The one marked “career” has already made its escape from the forgotten closet. To have this dream dusted off only to be crushed by an untimely relapse seemed less emotionally taxing than for some of the others. At first tentative, and now strengthened by time and clear scans, I have made progress and gotten a few critical people on board with me creating a year-long post-doctoral clinical fellowship at a cancer center in Nashville. We are strategizing together to get the remaining parties on board but are hopeful that it will happen soon. A career founded on shaping and participating in the support and care of the many others facing this most significant health and life battle is something I am well prepared to allow to take shape. An old dream, reformatted.

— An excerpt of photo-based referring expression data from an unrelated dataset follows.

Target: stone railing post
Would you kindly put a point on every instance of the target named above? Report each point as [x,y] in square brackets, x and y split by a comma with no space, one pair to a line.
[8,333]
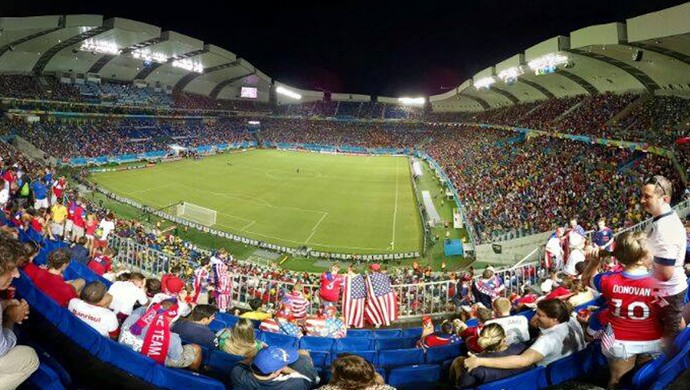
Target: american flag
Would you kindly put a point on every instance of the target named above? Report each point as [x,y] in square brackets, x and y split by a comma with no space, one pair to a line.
[354,294]
[382,305]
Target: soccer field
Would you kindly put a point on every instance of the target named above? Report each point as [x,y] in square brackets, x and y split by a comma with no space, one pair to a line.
[347,204]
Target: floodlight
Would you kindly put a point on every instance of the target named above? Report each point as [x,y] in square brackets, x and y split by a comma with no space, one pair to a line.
[548,63]
[284,91]
[484,82]
[412,101]
[511,74]
[101,47]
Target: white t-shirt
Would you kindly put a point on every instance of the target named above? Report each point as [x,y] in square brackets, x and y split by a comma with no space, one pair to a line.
[516,328]
[668,241]
[125,296]
[559,341]
[99,318]
[107,227]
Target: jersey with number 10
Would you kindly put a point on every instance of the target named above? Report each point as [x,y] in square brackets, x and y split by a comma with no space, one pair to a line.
[635,314]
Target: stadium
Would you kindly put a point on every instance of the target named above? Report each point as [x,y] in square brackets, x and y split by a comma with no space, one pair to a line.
[174,217]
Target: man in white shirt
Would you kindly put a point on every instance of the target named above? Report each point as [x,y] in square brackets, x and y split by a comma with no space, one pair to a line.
[561,335]
[668,241]
[516,327]
[127,292]
[92,309]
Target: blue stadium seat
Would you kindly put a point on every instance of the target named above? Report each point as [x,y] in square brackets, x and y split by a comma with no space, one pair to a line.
[646,374]
[387,333]
[312,343]
[44,378]
[370,356]
[321,358]
[383,344]
[352,333]
[570,367]
[412,332]
[353,344]
[533,379]
[439,355]
[221,363]
[229,319]
[217,325]
[672,369]
[400,357]
[279,340]
[414,377]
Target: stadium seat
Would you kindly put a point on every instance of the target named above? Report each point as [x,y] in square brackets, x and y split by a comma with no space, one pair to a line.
[44,378]
[533,379]
[646,374]
[279,340]
[217,325]
[400,357]
[672,369]
[439,355]
[395,343]
[356,333]
[353,344]
[569,367]
[386,333]
[320,358]
[414,377]
[369,356]
[312,343]
[221,363]
[412,332]
[229,319]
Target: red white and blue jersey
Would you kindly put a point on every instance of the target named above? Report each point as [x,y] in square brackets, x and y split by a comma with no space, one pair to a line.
[635,314]
[330,287]
[603,236]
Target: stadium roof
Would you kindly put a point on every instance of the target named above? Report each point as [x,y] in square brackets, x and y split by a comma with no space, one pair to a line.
[645,53]
[123,49]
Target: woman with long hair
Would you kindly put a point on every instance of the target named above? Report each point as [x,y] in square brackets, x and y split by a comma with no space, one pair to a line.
[352,372]
[240,340]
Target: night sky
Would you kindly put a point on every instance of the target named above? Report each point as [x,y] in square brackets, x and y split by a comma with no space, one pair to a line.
[370,47]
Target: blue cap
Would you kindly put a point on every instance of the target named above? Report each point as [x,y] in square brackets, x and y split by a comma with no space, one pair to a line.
[272,359]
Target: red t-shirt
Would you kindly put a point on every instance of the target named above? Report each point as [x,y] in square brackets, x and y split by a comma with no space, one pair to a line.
[78,217]
[100,264]
[55,287]
[330,287]
[632,302]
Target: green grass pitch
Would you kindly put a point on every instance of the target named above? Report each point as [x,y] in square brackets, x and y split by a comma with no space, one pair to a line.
[336,203]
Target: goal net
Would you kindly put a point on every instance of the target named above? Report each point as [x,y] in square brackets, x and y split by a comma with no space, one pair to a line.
[195,213]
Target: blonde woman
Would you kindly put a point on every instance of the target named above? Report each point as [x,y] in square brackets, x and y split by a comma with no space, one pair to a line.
[494,343]
[632,299]
[240,340]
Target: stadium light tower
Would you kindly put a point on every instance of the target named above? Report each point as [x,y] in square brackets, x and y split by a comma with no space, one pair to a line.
[408,101]
[286,92]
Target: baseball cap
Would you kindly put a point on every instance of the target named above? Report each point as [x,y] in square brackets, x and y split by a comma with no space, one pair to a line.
[272,359]
[171,284]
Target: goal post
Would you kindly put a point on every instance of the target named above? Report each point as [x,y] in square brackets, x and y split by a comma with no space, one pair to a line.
[196,213]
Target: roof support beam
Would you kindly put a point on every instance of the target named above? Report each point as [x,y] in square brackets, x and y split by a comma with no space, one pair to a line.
[506,94]
[579,80]
[649,84]
[191,76]
[220,86]
[663,51]
[482,102]
[538,87]
[40,65]
[12,45]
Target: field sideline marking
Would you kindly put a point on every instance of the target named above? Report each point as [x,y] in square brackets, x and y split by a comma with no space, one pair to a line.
[395,212]
[313,230]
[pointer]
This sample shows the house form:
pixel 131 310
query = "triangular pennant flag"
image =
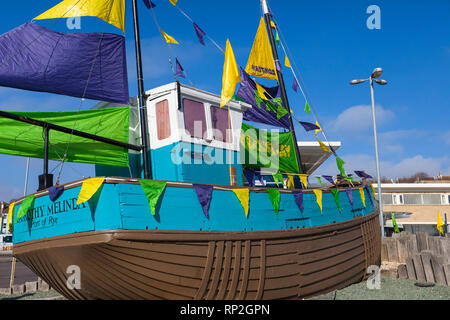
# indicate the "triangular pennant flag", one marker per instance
pixel 244 198
pixel 153 191
pixel 10 218
pixel 363 198
pixel 307 108
pixel 180 70
pixel 200 33
pixel 89 188
pixel 274 196
pixel 111 11
pixel 287 63
pixel 304 180
pixel 230 76
pixel 318 194
pixel 308 126
pixel 168 38
pixel 329 179
pixel 298 197
pixel 261 62
pixel 55 192
pixel 440 224
pixel 335 193
pixel 350 196
pixel 149 4
pixel 394 223
pixel 26 205
pixel 204 195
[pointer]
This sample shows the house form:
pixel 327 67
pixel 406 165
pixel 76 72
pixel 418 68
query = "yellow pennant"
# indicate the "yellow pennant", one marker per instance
pixel 440 224
pixel 111 11
pixel 363 197
pixel 89 188
pixel 244 198
pixel 287 63
pixel 323 146
pixel 10 216
pixel 318 194
pixel 261 63
pixel 168 38
pixel 304 180
pixel 230 76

And then there’s that one dream. The one purposely packed on the bottom of the stack, weighted down by many others so I won’t think too lightly about rebrandishing it. This one simply has “family” scrawled on it. The contents are rather amorphous and have changed a lot over the past year, even without allowing myself to fully discuss or consider them. Many have told me to let this one go. After all, I already have a wonderful husband and a son that makes my heart sick with his sweetness. Several oncologists have told me that getting pregnant again could be the catalyst for a virulent and untreatable relapse which would at best put me in the same position I was in last year. However, it is the other shapes this could take that really intrigue me. Things like adoption, fostering or even “gestational surrogacy”—although this last one carries with it a lot of controversy. Gestational surrogacy is the fascinating science of another woman carrying our own genetic child. What a complex situation but what a gift that would be. And it is about this moment, just when I start to imagine what that would be like, that I remember my reality. Most often, I remember that it might mean leaving my grieving husband with not only one but two children to care for. Then I shake the thoughts from my head and file the dream back in the closet and close the doors.

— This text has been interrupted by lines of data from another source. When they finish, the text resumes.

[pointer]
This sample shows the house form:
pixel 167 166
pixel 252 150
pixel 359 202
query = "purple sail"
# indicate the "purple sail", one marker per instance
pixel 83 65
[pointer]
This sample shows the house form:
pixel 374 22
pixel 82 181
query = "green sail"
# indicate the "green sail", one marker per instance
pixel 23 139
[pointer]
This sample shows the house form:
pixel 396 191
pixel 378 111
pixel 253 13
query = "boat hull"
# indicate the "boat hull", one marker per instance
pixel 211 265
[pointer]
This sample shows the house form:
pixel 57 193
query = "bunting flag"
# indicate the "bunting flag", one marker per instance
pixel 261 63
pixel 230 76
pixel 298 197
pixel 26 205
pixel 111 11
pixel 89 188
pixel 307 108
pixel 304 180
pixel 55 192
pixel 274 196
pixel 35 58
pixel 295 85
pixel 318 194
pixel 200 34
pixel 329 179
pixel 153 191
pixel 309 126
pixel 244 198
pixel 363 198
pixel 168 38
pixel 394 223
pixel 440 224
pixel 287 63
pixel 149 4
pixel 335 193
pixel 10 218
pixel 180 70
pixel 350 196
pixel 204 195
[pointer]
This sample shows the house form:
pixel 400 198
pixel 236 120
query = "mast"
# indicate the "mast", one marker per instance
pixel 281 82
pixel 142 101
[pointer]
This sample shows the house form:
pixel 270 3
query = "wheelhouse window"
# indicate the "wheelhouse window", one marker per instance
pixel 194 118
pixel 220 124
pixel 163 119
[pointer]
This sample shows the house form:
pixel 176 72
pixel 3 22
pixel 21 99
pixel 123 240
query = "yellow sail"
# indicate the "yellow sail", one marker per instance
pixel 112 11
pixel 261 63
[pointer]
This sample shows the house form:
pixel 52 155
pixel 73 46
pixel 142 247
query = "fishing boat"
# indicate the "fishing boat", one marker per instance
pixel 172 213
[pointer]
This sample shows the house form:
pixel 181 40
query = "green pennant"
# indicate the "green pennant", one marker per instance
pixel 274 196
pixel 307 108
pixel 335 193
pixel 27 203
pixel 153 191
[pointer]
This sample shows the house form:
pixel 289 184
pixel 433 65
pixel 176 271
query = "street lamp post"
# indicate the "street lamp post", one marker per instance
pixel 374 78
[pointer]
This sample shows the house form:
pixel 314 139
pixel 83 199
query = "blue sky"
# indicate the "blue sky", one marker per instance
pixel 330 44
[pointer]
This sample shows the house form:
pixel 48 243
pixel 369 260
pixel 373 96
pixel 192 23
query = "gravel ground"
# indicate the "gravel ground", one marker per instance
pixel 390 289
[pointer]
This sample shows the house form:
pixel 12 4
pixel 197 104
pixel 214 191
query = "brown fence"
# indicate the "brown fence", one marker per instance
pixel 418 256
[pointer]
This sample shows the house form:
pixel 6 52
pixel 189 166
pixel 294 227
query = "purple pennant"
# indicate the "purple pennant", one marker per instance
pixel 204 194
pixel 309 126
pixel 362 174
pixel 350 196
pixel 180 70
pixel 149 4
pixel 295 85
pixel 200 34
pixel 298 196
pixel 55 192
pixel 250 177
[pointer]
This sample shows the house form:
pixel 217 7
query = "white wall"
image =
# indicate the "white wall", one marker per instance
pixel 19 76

My PET scan is in one month. If it is clear, we will discuss going off of immunotherapy and switch to “watchful waiting.” Scans every three months. And if so – when, then, am I allowed to dream? Will I ever feel that I have the right? How long until I know I will “make it?” Will it always feel foolish to dream – my life forevermore constrained and tied up in three month increments? A better question might be – what is stopping me from dreaming? Dreaming and planning make up some of the most joyful parts of life. As I have written previously, plans are a luxury. Dreams, then, are the whipped cream on top of that luxury. Or perhaps more appropriately, they are the vast and endless waters that plans are plucked from. But really, the only one that is stopping me from dreaming – is me. Sometimes, we need to be the ones to grant ourselves the permission to dream.